Although digoxin has been used by millions of people over the years, doctors have been concerned about its safety for decades. The safety issue arose again after the Atrial Fibrillation Follow-up Investigation of Rhythm Management (AFFIRM) trial results were published in the Nov. 27, 2012, European Heart Journal. This trial concluded that digoxin increased the risk of death. Dr. Peter Zimetbaum, a heart rhythm specialist at Harvard-affiliated Beth Israel Deaconess Medical Center, says that this trial reaffirms the need for caution when using digoxin, but does not change his practice. “There is simply no good alternative to it for some people,” he says. “Digoxin should be used carefully and in as low a dose as possible.”

Using digoxin safely

Digoxin is not an easy drug to use. A little goes a long way. According to Dr. Zimetbaum, there are two key rules:

Use it sparingly. “The difference between benefit and toxicity can be small,” he says. When you raise the dose, the drug can cause a wide range of side effects, as well as interactions with other medications. “High doses of this medicine can be quite dangerous, particularly in people with abnormal kidney function and in older people,” he says.

Use it as a second drug. The first drug of choice for atrial fibrillation is a beta blocker or calcium-channel blocker. Low-dose digoxin should be added only when the heart rate needs to be lowered further.

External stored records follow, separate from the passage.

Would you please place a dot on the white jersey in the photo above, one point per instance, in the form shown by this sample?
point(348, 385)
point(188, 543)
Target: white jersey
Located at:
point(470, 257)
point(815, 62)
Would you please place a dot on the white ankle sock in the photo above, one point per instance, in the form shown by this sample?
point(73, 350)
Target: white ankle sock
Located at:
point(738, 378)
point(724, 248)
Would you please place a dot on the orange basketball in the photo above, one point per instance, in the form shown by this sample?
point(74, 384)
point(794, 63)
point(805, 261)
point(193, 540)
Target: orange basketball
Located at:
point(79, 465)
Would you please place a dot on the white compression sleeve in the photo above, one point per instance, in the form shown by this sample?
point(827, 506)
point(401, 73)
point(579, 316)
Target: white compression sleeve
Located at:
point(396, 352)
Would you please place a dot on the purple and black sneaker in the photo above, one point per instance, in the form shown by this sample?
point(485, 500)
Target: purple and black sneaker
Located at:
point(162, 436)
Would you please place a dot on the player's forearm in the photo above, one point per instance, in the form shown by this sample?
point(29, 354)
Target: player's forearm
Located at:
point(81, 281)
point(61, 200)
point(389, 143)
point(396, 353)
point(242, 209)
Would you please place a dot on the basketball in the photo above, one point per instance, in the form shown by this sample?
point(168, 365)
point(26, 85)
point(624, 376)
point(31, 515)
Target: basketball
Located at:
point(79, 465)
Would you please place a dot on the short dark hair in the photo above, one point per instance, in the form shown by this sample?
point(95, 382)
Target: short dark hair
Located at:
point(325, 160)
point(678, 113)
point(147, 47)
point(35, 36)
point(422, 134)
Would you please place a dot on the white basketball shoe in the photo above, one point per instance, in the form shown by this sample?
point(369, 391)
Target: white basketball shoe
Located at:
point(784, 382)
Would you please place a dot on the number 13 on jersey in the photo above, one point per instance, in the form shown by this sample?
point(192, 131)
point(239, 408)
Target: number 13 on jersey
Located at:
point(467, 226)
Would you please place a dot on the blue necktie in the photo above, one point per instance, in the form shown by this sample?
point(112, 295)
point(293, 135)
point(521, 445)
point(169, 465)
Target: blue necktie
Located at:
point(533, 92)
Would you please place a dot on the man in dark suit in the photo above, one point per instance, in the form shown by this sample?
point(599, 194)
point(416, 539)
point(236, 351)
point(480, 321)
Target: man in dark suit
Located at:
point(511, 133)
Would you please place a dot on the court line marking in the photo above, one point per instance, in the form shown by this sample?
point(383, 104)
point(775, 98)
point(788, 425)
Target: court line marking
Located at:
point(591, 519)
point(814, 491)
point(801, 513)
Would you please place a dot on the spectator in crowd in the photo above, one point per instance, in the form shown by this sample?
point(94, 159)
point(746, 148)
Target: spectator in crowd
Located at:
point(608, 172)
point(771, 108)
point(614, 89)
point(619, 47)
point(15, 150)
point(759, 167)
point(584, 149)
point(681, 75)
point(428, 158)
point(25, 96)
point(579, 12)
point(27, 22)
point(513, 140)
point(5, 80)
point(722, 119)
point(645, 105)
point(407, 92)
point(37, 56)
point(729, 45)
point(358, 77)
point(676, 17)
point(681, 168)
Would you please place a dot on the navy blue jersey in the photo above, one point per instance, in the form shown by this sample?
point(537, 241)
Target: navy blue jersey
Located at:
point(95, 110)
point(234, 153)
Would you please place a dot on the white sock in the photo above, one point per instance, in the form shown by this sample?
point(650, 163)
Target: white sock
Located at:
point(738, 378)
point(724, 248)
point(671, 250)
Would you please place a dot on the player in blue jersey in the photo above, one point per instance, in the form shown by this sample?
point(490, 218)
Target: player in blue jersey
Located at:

Of course, there are exceptions. Because digoxin does not affect blood pressure, it is sometimes used alone in a person with atrial fibrillation who has naturally low blood pressure. But these cases are rare. “Sometimes, there is no other effective rate-controlling treatment that doesn’t also lower blood pressure. We will have to have more data before we remove digoxin from the list of drugs we use to control heart rate in atrial fibrillation,” says Dr. Zimetbaum.